Rede von
Hans
Ewers
- Parteizugehörigkeit zum Zeitpunkt der Rede:
(DP)
- Letzte offizielle eingetragene Parteizugehörigkeit: (DP)
Herr Präsident! Meine sehr geehrten Damen und Herren! Zu diesem Punkt der Tagesordnung beschäftigt uns allein - jedenfalls formell — die Frage: Wo soll der Sitz des Bundesverfassungsgerichts sein? Der Antrag, den Herr Kollege Dr. Tillmanns soeben begründet hat, ist von fünf Fraktionen, auch von der meinen, unterzeichnet. Für uns ist es ganz allgemein bedauerlich, daß man mit der Frage des Sitzes einer obersten Behörde immer wieder landsmannschaftliche, hochpolitische und Gott weiß welche sonstigen Nebenfragen verbindet. Das verhindert eine sachliche Lösung der Frage, welches im Interesse des Volksganzen der beste Sitz der entsprechenden Behörde ist.

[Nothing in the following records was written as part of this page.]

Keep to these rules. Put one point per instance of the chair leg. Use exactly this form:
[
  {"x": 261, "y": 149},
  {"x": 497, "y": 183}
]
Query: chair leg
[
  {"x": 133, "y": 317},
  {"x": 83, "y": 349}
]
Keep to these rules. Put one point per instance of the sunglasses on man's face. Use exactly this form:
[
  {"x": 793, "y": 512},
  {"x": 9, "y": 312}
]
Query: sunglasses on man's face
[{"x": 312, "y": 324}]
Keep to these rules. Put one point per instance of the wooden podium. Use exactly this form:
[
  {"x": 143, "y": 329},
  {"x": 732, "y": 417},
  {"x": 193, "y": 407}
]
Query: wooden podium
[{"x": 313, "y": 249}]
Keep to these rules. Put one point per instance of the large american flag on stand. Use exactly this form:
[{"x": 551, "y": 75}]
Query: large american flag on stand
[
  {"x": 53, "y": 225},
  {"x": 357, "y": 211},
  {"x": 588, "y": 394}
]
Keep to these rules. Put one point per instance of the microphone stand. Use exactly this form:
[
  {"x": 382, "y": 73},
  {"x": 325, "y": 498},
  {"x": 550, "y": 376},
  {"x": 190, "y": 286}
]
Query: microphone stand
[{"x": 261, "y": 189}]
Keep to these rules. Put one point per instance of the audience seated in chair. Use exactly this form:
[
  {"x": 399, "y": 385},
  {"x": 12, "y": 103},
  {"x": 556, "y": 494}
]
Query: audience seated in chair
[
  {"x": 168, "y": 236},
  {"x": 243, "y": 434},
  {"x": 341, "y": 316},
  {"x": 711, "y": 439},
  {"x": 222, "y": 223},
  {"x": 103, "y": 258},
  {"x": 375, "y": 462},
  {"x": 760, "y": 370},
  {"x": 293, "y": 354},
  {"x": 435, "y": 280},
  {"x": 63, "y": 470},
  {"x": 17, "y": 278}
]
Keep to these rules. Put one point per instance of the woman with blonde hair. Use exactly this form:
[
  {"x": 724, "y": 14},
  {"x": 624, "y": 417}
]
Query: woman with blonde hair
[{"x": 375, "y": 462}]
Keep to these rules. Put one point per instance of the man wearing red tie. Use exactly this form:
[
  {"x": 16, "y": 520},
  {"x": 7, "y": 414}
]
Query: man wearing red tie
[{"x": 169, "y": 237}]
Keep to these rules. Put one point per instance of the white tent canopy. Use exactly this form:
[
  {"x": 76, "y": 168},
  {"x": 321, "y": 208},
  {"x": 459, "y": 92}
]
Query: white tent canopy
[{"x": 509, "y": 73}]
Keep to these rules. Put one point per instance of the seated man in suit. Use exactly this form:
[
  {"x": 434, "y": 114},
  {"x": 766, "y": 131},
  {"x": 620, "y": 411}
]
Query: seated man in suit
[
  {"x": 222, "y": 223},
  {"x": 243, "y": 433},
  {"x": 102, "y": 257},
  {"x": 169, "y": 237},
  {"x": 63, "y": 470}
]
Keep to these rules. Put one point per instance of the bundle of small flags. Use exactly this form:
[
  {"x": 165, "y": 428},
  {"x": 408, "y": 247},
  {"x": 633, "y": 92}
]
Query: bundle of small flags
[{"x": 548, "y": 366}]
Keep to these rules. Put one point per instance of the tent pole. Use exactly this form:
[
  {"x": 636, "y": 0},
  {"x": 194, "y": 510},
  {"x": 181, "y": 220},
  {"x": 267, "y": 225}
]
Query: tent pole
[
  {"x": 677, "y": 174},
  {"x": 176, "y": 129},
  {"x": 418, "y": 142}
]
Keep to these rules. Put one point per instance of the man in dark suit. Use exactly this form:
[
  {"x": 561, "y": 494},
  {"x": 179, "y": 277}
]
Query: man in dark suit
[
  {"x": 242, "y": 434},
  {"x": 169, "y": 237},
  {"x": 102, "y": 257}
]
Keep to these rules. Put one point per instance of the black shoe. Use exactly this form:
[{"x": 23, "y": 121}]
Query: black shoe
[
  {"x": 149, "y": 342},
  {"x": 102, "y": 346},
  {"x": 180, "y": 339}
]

In diesem Falle trifft das besonders ausgeprägt zu. Vom Standpunkt einer geordneten und dem Volke dienenden Justiz aus ist es eine völlige Unmöglichkeit, daß man den Sitz des Bundesverfassungsgerichts, das etwa zur Hälfte mit Richtern des obersten Bundesgerichtshofes besetzt sein soll, für das also der Gesetzgeber zum Ausdruck gebracht hat, daß er eine enge innere und äußere Verbindung mit dem obersten zivilen Gericht für erforderlich hält, nicht an denselben Ort legt, an dem der oberste Bundesgerichtshof schon sitzt. Mit der Entscheidung „Karlsruhe" — mag sie nun richtig oder falsch gewesen sein — sollte sachlich ohne weiteres entschieden gewesen sein, daß dann also auch der Verfassungsgerichtshof nach Karlsruhe gehört.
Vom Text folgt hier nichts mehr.